Hendra merasa tertusuk benda tajam tepat di hatinya. Perkataan seperti itu ia sudah sangat mengetahui bahwa hasrat duniawi sangat mengecewakan. Nikmatnya kadang hebat tapi hanya sementara, itu adalah penipuan. Tapi Hendra selalu mendengarkan si Orang Dunia karena semua yang dirasakannya sejalan dengan apa yang diungkapkan si Orang Dunia. Namun pada akhirnya si Orang Akhirat selalu benar tapi tak pernah ia dengarkan. "Aku tak ingin kamu terjerumus terlalu dalam. Mungkin ini sudah dalam, tapi masih ada waktu untuk keluar", ringkas si Orang Akhirat. Hendra merenung keras berusaha mengilhami hidupnya dengan ucapan si Orang Akhirat. Lambat laun, lelehan dari air matanya menyasar pipinya. Jatuh setitik ke lantai yang terbuat dari ubin kasar produksi rumahan. "Selalu ada kesempatan di dalam hidupmu. Dan Tuhanmu selalu menginginkan kebaikan untukmu", pungkas si Orang Akhirat. "Ya, kesempatan itu tak akan kusia-siakan", jawab Hendra lirih.
Angin dunia yang membawa kesejukan selalu menyenangkan.
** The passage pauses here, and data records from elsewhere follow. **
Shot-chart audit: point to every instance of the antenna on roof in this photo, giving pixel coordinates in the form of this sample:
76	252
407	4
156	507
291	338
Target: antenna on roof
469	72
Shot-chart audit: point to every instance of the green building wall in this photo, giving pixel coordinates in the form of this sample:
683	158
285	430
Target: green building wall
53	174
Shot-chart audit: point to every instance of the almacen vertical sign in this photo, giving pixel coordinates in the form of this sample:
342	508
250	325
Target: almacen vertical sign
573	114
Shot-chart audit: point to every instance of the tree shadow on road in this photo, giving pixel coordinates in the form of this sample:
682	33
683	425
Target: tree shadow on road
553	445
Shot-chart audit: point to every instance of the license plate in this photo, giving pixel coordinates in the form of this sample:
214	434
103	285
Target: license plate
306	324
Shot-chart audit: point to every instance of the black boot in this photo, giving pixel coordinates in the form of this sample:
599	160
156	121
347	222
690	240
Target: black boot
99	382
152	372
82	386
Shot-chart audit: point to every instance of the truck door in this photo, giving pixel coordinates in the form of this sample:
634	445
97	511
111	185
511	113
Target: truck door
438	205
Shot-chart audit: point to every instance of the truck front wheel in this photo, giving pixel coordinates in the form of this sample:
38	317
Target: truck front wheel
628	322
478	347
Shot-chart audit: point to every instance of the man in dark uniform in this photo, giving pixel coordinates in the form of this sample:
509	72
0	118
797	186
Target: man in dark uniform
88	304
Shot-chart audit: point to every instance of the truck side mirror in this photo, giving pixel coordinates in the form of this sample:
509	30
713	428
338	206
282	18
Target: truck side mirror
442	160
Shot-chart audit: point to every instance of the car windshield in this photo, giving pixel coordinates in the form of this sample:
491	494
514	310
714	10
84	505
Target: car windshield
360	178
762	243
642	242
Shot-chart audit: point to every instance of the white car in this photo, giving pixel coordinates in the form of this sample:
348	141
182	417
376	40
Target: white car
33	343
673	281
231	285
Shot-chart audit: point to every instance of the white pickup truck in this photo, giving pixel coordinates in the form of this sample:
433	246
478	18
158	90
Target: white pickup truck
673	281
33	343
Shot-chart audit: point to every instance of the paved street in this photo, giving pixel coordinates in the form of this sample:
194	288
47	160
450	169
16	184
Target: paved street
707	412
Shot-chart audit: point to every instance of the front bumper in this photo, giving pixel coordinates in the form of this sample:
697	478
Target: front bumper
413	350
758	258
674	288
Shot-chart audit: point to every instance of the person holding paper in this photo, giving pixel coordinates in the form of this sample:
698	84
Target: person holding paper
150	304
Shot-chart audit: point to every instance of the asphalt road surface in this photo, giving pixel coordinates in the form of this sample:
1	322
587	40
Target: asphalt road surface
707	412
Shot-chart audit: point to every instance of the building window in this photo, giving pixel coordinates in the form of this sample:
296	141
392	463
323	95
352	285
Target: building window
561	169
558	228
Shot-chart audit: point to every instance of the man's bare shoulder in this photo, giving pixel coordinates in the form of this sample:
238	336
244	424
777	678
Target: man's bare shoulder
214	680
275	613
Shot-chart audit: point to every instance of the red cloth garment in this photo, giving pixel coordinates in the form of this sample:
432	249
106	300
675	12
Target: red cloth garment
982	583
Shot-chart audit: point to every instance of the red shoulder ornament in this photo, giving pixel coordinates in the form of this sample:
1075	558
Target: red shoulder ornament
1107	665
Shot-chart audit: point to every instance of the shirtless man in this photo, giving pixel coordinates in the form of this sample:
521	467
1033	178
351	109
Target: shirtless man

Tapi apa akibatnya jika angin badai yang datang? Hendra tertegun dalam ketenangan malam dan berjanji tak akan mengulangi kesalahan yang sama sebelum angin badai itu datang.
Angin dunia yang membawa kesejukan selalu menyenangkan. Tapi apa akibatnya jika angin badai yang datang? Hendra tertegun dalam ketenangan malam dan berjanji tak akan mengulangi kesalahan yang sama sebelum angin badai itu datang.